PETALING JAYA: A DAP lawmaker has suggested that the government legalise and allow the hiring of undocumented migrants instead of implementing an amnesty programme which would see them return to their country of origin.
Klang MP Charles Santiago said this would make more sense than bringing in foreign workers to meet labour demands, which would only benefit middlemen in the recruitment process.
The “Back For Good” programme will allow undocumented migrants to leave the country without risking arrest, although they will need to pay a RM700 compound and possess valid travel documents and a return ticket to their country.
Santiago asked where migrants would find the money to pay the compound as well as travel expenses.
He also questioned the logic of sending workers back to their country only to bring in other foreign workers.
“We need the workers, so we should come up with a way to let those who are already here work,” he told FMT.
He proposed a three-month moratorium on the intake of foreign workers while undocumented migrant workers in the country are registered and given time to find jobs.

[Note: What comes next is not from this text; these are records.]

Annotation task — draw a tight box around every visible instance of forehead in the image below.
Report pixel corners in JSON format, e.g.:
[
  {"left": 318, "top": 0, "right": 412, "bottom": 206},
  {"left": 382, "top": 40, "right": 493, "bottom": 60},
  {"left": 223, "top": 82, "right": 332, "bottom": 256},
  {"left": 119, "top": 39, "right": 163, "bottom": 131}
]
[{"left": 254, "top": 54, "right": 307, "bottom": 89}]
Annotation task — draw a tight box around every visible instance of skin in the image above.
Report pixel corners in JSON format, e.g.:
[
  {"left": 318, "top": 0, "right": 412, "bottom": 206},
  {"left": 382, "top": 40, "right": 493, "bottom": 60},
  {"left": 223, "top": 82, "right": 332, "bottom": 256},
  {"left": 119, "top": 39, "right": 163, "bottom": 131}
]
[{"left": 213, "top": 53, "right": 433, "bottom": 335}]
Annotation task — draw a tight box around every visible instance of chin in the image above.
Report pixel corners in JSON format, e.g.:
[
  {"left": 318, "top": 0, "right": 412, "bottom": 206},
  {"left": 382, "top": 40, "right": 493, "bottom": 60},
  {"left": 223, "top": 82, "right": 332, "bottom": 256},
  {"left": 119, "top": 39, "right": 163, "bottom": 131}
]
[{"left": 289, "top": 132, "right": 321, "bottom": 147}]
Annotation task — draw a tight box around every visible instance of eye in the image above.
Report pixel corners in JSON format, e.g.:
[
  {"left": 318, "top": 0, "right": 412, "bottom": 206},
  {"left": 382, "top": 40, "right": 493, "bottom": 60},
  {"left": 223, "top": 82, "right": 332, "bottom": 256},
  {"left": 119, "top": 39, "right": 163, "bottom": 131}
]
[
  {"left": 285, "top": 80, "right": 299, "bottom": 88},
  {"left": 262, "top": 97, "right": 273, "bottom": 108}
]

Tenaganita executive director Glorene Das said a comprehensive policy for labour migration should be established as part of a long-term solution.
She said without such a policy and monitoring mechanisms, the corruption embedded in the recruitment, placement and employment processes of migrant workers could see the arrival of even more undocumented migrants.
She also spoke of undocumented migrants who are unaware of their legal status, such as victims of traffickers and unscrupulous agents, and isolated domestic workers.
“The previous rehiring programme which was implemented in 2016 was not transparent as it involved brokers and sub-agents in the regularisation process, leaving thousands of migrants still undocumented.
“How will they seek assistance for the amnesty programme? We must address the root causes of the failed rehiring programme and the impact on the workers,” she said.
The rehiring programme which was stopped last year was aimed at providing illegal foreign workers with work permits to fulfil labour requirements for certain sectors.
Ahmed Adebanjo, a spokesman for NGO Nigerians In Diaspora Organisation Malaysia, welcomed the initiative but voiced concern over the RM700 compound.
“RM700 is a lot of money, especially for undocumented migrants,” he said. “The government should keep in mind that most of them live very difficult lives.
“They can’t work legally without proper documentation – where are they going to get RM700 from? Many of them don’t even know where their next meal will come from.”
He said a more reasonable amount would be US$50 to US$75 (RM205 to RM308).
“If the amount is not much, then in our case, Nigerians who are more well-to-do can help out and help pay the compounds for two or three people,” he added.